Cervicale spondylotische myelopathie is een soort cervicale spondylose. Cervicale spondylose kan grofweg worden onderverdeeld in vier typen: cervicale cervicale spondylose, radiculaire cervicale spondylose, wervelslagader cervicale spondylose en cervicale spondylotische myelopathie. Cervicale spondylose, ook bekend als cervicale wervelsyndroom, is een algemene term voor cervicale artrose, proliferatieve cervicale spondylitis, cervicale zenuwwortelsyndroom en cervicale hernia.Het is een ziekte op basis van degeneratieve pathologische veranderingen. Vooral als gevolg van langdurige cervicale wervelstam, bothyperplasie of hernia, ligamentverdikking, resulterend in cervicale ruggenmerg, zenuwwortel of wervelslagadercompressie, een reeks klinische syndromen van disfunctie. De manifestaties van degeneratie van de cervicale schijf en de secundaire pathologische veranderingen ervan, zoals instabiliteit van de wervels, losraken; kern uitsteken of verzakking; spoorvorming; ligamenthypertrofie en secundaire spinale stenose, enz., Gestimuleerd of onderdrukt Aangrenzende zenuwwortels, ruggenmerg, wervelslagader en cervicale sympathische zenuwen, en veroorzaken een verscheidenheid aan symptomen en tekenen van het syndroom.

2, zwelling en vermoeidheid van de onderste ledematen: zwelling en vermoeidheid van de onderste ledematen is een van de symptomen van diepe veneuze trombose.

3, onderste extremiteit spierspasmen: onderste extremiteit spierspasmen is een symptoom van ruggenmergcompressie.

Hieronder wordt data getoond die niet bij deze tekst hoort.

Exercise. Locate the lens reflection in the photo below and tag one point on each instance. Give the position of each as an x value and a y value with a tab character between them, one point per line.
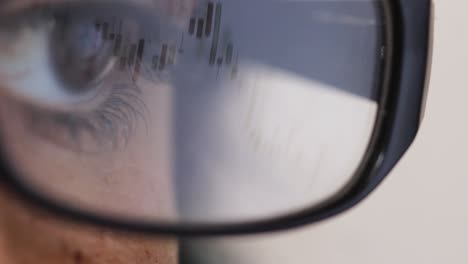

4. Dystonie in het hele lichaam: Dystonie verwijst naar dyskinesie gekenmerkt door abnormale bewegingen en houdingen van spierspanning veroorzaakt door ongecoördineerde of overmatige samentrekking van actieve spieren en antagonistische spieren. Systemische dystonie: verwijst naar 3 of meer dystonieën van hoofd en nek, ledematen en rompspiergroepen, zoals torsie. Dystonie kan worden ingedeeld in systemisch, focaal of segmentaal. Systemische dystonie (vervormde dystonie, voorheen bekend als tonisch sputum) is een zeldzaam progressief syndroom gekenmerkt door torsie onwillekeurige bewegingen die aanhoudende, vaak bizarre houdingen veroorzaken. Symptomen beginnen meestal Verscheen in de kindertijd. Het wordt gekenmerkt door de inversie van de voet tijdens het lopen en fixatie in de flexiepositie. Systemische dystonie is vaak erfelijk. Het belangrijkste genetische patroon is autosomaal dominant met gedeeltelijke penetratie. In de familie van a priori-patiënten zijn sommige leden die "onbehandeld" lijken vaak gevallen van deze ziekte. . In verschillende families lijkt het oorzakelijke gen zich op chromosoom 9q te bevinden. De pathologische en anatomische basis van deze ziekte is onbekend. De meest ernstige vorm van de ziekte vertoont een onaanvaardbare gestage progressie van verergerde ziekte en gevallen met zeer ernstige symptomen kunnen zich vaak in een bijzondere, vaste houding bevinden die wordt gevormd door systemische torsie. Spirituele en denkfuncties blijven meestal normaal.

heeft dit artikel jou geholpen?

Het materiaal op deze site is bedoeld voor algemeen informatief gebruik en is niet bedoeld als medisch advies, waarschijnlijke diagnose of aanbevolen behandelingen.